Thoughts that may just go nowhere
There are so many people who need help in the world that if you thought about all of them, you'd go batty. By the time I'm done writing this blog entry, thousands of kids in other countries will have died from starving, governmental atrocities, diseases that could be easily treated if they were in the U.S.
But I do want to focus on one kind of news story I read about every once in a while.
Every once in a while, there's a story about a brave kid who's usually under 10, who is dying, and he does something completely unselfish. A few months ago it was a kid who had a week to live because of Leukemia, and he wanted to make sure the homeless people in his town were fed.
I wonder why these kids get these diseases and not me. I'm not half the person they are. If I found out even today that I had a few months to live, I don't know if I'd be able to focus on people outside of my family. In fact, I think I'd largely stop communicating with outsiders. I'd be a pretty miserable person - not brave or unselfish.
I feel guilty. There's no reason I should live comfortably in America - there's nothing special I did. Certainly no more than some 8-year-old whose last wish is to feed the poor.
What's my point? I don't know. Maybe that I don't ask for anything anymore, because I got all the things I need. Even though it happens to people every day that they find love, it's still a miracle that it happened to me.
Publishing a book is kind of the same thing. It's something I really wanted, and a near-miracle that someone paid me for my silly words on paper, so I can't really ask for more after that. It was a lifelong dream. It came true.

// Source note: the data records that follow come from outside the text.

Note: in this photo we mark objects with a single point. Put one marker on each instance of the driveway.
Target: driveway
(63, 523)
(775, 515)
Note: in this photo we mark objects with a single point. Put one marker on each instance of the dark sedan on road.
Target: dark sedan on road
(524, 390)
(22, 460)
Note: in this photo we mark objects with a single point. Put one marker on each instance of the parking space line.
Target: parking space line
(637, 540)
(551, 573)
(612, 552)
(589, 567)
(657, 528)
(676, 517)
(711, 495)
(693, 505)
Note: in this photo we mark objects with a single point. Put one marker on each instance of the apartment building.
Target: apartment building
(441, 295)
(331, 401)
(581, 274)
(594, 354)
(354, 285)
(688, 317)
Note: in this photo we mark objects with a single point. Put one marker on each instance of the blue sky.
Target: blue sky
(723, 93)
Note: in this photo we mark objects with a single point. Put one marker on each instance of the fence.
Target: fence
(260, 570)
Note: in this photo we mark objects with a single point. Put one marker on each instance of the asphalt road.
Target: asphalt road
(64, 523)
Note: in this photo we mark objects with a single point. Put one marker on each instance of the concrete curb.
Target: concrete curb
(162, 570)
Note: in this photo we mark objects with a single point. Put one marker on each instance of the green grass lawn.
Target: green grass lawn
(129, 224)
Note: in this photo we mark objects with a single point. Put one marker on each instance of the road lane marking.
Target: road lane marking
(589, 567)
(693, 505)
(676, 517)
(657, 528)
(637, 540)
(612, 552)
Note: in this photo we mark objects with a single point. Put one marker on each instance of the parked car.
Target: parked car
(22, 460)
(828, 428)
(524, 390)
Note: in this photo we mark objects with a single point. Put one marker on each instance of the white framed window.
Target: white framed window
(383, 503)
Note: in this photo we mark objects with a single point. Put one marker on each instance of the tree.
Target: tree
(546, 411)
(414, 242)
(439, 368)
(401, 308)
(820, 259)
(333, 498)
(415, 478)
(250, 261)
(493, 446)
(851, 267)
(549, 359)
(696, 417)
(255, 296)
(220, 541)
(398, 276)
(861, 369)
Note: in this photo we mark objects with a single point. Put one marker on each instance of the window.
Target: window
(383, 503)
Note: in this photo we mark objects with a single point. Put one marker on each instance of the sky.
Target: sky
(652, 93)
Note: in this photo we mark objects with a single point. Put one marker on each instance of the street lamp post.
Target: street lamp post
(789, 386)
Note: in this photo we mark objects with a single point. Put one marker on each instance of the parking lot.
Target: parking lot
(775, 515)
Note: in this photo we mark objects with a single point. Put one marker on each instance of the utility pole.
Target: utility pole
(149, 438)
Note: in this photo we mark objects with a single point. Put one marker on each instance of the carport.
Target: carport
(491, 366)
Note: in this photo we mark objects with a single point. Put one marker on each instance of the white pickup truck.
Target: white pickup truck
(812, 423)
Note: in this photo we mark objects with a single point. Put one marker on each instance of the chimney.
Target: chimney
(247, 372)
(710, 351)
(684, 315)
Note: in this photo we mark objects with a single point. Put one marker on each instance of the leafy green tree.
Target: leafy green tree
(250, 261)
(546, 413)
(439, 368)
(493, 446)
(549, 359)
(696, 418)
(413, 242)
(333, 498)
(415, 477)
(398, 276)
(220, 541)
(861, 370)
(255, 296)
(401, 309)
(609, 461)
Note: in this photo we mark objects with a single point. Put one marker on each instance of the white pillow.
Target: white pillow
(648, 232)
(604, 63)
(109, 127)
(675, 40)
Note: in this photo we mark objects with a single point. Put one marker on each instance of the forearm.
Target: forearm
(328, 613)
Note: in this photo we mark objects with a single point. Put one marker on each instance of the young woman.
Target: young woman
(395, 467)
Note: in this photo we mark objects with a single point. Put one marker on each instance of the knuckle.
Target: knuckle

More importantly, there were the times my dog got sick and I prayed for her to get better, and she did. My family would have been devastated if she hadn't survived the operations she had at 8 and 10. (Those of you who are not pet lovers may scoff at this, but she really meant a lot to my mom and brother, who had very little at the time.) She ended up living a long life suitable for any great dog.
So in terms of the big things that I need to be happy, I got pretty much what I wanted now. It's fun to dream of more, but I could never ask for it.
I'm not saying that life has been a bowl of cherries, because it isn't that way for anyone. I could tell you some terrible things about my childhood, but I'm sure you could tell me the same. And some of you couldn't - that's fine, too.
I guess I'm still not getting to a point. I guess my point is, reading about some little kid who is dying makes me not want to take anything for granted, not want to get angry, not feel like I'm a worthwhile person, because I couldn't hold a candle to a person like that. I'd like to be a better person, we all would (well, most of us), but I don't think I 'deserve' any more than I have, even the things I strive for.